Database Entity Recognition with Data Augmentation and Deep Learning
It addresses DB-ER for natural language query processing, with incremental improvements in performance.
This paper tackles the problem of Database Entity Recognition (DB-ER) in Natural Language Queries by introducing a new benchmark, a data augmentation method, and a specialized T5-based model, achieving over 10% improvements in precision and recall through data augmentation and 5-10% gains from fine-tuning.

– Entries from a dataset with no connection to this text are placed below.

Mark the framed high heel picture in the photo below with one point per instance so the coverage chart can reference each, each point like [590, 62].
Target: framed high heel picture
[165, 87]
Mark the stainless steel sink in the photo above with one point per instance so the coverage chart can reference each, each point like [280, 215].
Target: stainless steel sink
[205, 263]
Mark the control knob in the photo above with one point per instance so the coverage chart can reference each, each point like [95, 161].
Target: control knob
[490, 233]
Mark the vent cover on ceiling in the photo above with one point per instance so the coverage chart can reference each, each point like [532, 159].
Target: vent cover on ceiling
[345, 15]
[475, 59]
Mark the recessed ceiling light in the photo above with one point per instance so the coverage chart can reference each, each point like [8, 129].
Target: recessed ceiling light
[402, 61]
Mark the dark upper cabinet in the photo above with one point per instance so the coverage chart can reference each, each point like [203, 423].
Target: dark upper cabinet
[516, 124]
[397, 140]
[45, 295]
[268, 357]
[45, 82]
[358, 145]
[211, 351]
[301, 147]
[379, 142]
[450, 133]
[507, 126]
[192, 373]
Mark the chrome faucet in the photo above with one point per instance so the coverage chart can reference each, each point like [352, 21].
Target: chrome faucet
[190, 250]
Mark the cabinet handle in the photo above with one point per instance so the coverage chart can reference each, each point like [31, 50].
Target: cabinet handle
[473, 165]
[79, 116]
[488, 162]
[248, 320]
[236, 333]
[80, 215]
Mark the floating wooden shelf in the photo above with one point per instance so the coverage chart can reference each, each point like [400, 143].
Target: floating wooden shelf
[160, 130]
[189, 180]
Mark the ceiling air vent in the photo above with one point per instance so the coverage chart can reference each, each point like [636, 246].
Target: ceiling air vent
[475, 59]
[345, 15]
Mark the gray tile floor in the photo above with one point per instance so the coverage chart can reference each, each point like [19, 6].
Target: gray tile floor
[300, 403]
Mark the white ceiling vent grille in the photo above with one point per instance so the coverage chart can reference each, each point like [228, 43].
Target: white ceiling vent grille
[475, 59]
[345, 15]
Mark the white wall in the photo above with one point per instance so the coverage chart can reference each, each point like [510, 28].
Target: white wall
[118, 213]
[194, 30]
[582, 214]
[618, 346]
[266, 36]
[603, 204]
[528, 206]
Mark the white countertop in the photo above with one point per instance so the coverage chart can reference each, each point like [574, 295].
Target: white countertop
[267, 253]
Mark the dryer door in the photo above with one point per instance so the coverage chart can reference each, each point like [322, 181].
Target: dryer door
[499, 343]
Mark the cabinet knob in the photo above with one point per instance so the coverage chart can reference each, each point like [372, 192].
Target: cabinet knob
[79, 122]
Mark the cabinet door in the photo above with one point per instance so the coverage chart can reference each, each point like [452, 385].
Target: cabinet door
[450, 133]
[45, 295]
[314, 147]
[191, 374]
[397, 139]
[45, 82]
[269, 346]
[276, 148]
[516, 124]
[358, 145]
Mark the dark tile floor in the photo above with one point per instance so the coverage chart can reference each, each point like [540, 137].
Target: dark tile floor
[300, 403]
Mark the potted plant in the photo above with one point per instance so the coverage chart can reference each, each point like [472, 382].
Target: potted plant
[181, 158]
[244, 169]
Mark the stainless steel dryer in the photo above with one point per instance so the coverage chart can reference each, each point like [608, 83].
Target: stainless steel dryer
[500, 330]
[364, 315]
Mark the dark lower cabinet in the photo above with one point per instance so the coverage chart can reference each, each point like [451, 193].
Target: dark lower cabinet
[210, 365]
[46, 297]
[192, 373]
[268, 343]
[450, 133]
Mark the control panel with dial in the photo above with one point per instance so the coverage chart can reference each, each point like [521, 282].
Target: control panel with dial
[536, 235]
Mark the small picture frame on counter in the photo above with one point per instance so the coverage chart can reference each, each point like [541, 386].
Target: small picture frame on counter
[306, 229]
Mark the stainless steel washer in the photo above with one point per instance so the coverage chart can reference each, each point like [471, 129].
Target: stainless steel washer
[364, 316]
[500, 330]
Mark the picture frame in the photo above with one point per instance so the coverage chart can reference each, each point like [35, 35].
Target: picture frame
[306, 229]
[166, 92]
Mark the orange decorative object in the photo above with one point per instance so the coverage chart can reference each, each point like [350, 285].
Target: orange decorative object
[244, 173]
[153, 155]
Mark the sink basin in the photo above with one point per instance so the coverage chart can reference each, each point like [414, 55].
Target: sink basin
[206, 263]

This paper addresses the challenge of Database Entity Recognition (DB-ER) in Natural Language Queries (NLQ). We present several key contributions to advance this field: (1) a human-annotated benchmark for DB-ER task, derived from popular text-to-sql benchmarks, (2) a novel data augmentation procedure that leverages automatic annotation of NLQs based on the corresponding SQL queries which are available in popular text-to-SQL benchmarks, (3) a specialized language model based entity recognition model using T5 as a backbone and two down-stream DB-ER tasks: sequence tagging and token classification for fine-tuning of backend and performing DB-ER respectively. We compared our DB-ER tagger with two state-of-the-art NER taggers, and observed better performance in both precision and recall for our model. The ablation evaluation shows that data augmentation boosts precision and recall by over 10%, while fine-tuning of the T5 backbone boosts these metrics by 5-10%.